I have a requirement, where I need to apply inverse DQ rule on a table to track the invalid data. For which I can use the following approach:
import dlt
rules = {}
quarantine_rules = {}
rules["valid_website"] = "(Website IS NOT NULL)"
rules["valid_location"] = "(Location IS NOT NULL)"
# concatenate inverse rules
quarantine_rules["invalid_record"] = "NOT({0})".format(" AND ".join(rules.values()))
@dlt.table(
name="raw_farmers_market"
)
def get_farmers_market_data():
return (
spark.read.format('csv').option("header", "true")

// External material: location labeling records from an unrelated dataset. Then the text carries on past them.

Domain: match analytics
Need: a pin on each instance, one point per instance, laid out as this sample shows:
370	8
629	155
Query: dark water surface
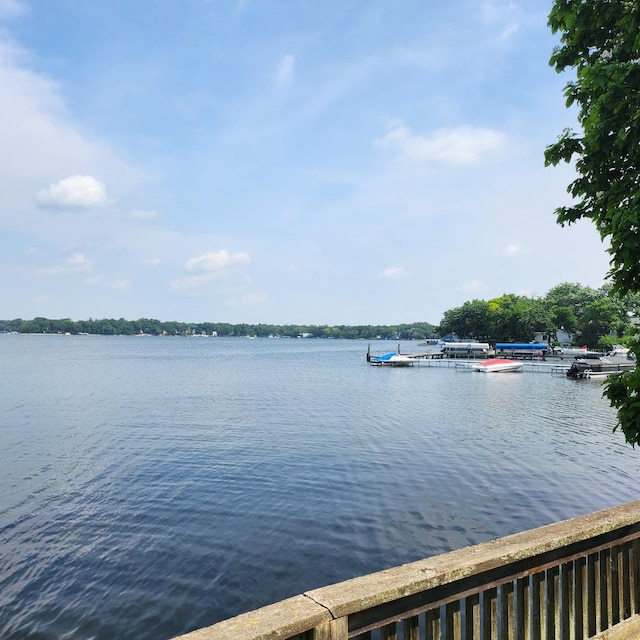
149	486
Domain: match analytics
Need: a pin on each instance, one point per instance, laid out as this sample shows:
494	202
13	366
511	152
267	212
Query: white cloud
116	284
511	250
392	273
496	11
12	8
473	285
144	214
251	299
75	191
462	145
75	262
79	261
285	70
193	282
216	260
208	268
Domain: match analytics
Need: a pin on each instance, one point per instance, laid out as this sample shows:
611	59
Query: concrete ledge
365	592
280	620
301	613
628	629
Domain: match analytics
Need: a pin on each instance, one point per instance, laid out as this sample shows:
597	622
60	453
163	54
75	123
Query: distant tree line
594	316
150	326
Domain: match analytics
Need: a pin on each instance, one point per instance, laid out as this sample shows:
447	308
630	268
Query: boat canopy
521	346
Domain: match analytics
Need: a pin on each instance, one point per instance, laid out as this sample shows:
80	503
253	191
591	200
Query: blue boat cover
533	346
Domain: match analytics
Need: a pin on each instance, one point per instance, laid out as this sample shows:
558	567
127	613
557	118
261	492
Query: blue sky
338	162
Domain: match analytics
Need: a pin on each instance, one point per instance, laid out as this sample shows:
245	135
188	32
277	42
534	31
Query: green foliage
600	40
150	326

.load('/databricks-datasets/data.gov/farmers_markets_geographic_data/data-001/')
)
@dlt.table(
name="valid_farmers_market"
)
@dlt.expect_all_or_drop(rules)
def get_valid_farmers_market():
return (
dlt.read("raw_farmers_market")
.select("MarketName", "Website", "Location", "State",
"Facebook", "Twitter", "Youtube", "Organic", "updateTime")
)
@dlt.table(
name="invalid_farmers_market"
)
@dlt.expect_all_or_drop(quarantine_rules)

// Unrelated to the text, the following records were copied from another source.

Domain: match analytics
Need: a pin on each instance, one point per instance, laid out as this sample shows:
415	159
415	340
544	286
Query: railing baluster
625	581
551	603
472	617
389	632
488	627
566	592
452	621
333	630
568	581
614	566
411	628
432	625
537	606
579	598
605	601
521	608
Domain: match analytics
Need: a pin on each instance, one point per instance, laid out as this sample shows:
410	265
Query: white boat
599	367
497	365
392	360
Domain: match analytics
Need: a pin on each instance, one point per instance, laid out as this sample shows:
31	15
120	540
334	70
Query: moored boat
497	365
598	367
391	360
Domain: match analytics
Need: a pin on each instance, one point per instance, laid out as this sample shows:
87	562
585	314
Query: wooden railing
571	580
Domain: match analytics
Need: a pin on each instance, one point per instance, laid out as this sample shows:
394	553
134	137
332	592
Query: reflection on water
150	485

def get_invalid_farmers_market():
return (
dlt.read("raw_farmers_market")
.select("MarketName", "Website", "Location", "State",
"Facebook", "Twitter", "Youtube", "Organic", "updateTime")
)
However, when I store the invalid data in another table i.e., invalid_farmers_market. It will add all the rows which is invalid, but I am trying to apply following 2 rules.
rules["valid_website"] = "(Website IS NOT NULL)"
rules["valid_location"] = "(Location IS NOT NULL)"
I want to know is there is any way how I can understand the specific row is in invalid table because of which specific rule. Either by rules["valid_website"] or rules["valid_location"] or both. So that I can take appropriate action for the specific column.